Ferrari and Alpine struggled to cope with the thinner air throughout the Mexican GP weekend.
At the fabled Autodromo Hermanos Rodriguez in Mexico City, the altitude is 2,238 – meaning much thinner air for the aerodynamics but also the power units.
It emerged over the course of the weekend that Ferrari’s struggles for pace may be connected to rumours that performance of the turbocharger – notably smaller than some other F1 designs – had to be ‘turned down’ to cope.
To compensate, Ferrari had to reduce downforce.
“I’m almost sure there is a problem,” Charles Leclerc told the French broadcaster Canal Plus.
“We were losing a lot of time on the straight, not only compared to Mercedes and Red Bull but there is something weird about the straights.
“Then when you pick up the throttle out of a corner, there is something wrong.”
Carlos Sainz, however, insisted that Ferrari “understands why we are going slowly and what compromises we have to make”, even though the actual pace was “even more difficult than we expected”.

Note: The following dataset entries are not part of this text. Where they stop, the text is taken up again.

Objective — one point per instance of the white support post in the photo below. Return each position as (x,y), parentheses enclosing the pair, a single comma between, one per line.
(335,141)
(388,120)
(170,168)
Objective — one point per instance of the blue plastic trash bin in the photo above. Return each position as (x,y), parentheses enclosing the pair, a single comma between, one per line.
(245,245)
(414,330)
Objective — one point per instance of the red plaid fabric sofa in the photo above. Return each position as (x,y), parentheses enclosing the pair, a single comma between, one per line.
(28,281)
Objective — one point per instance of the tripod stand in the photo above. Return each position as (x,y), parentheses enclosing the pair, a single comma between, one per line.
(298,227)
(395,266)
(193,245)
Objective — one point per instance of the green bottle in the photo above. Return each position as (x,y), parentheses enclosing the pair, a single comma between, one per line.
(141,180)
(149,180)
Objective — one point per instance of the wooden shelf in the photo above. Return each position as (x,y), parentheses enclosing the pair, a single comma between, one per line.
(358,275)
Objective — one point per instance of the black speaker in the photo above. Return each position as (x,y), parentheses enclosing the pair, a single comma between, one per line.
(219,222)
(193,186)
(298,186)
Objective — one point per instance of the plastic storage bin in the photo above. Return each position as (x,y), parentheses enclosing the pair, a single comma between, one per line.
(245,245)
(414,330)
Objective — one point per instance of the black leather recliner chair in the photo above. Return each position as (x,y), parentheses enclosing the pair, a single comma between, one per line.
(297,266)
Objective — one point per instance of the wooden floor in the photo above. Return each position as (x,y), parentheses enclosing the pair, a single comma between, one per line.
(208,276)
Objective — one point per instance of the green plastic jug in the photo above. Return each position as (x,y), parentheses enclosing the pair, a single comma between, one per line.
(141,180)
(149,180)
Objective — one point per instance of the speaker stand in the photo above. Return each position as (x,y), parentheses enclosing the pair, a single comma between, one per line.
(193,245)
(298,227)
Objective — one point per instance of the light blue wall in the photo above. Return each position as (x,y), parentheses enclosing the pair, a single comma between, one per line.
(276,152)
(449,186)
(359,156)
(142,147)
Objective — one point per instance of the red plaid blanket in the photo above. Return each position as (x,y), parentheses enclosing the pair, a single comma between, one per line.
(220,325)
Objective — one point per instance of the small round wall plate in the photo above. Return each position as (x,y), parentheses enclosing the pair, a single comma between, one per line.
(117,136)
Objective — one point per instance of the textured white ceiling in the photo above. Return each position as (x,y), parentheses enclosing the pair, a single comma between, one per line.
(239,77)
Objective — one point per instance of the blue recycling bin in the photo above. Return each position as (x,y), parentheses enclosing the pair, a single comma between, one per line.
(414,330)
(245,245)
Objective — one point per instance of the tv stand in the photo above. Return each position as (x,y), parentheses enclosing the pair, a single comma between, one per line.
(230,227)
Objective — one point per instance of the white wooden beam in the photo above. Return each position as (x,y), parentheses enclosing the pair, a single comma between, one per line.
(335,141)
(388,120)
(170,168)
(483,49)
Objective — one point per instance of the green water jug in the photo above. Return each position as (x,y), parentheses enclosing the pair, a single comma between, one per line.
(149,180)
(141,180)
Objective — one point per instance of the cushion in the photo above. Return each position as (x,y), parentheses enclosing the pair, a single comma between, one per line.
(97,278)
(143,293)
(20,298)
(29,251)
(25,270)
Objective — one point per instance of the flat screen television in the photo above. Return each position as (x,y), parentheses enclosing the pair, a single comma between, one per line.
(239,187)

Leclerc continued: “We found ourselves in a lot of difficulty, especially on the engine side. One minute behind is really a lot and it hurts.
“Engine wise, we couldn’t change what we wanted to change, but it still doesn’t explain the gap.”
It is believed Sainz’s turbocharger actually sustained damage throughout the weekend, with team boss Mattia Binotto declaring: “I’m not ruling out a penalty for Sainz for changing power units in Brazil”.
He told Sky Italia: “We have no explanations, but it is a race that must be analysed as we needed these races for the future.
“We suffered with the power unit, but also with the car. And I don’t have a certain answer to that.”
Also struggling with the altitude in Mexico was Alpine, whose Fernando Alonso confirmed that the team worked on cooling “more than anything else”.
“We had to make several changes for the car to survive the race,” said the Spaniard. Ultimately, however, his engine failed – and Alonso could not hide his frustration.
“The truth is that this year has been a bit strange with all the points we have lost. I was on 5 cylinders for 20 laps, making a bit of a fool of myself, and finally it broke which was for the best.
“Again, just car 14, as usual,” he told the DAZN broadcaster. “I wanted to stop for a long time but the team wanted to see if by a miracle we could stay in the points.”
Indeed, Alpine is trying to fend off McLaren to secure fourth overall in the constructors’ championship.
“There are two races left to enjoy with them and it is the team of my history in F1, Renault, and the team that gave me the opportunity to return to this sport last year as well,” said Alonso.
“So yes, I’m going to help them until the last lap.”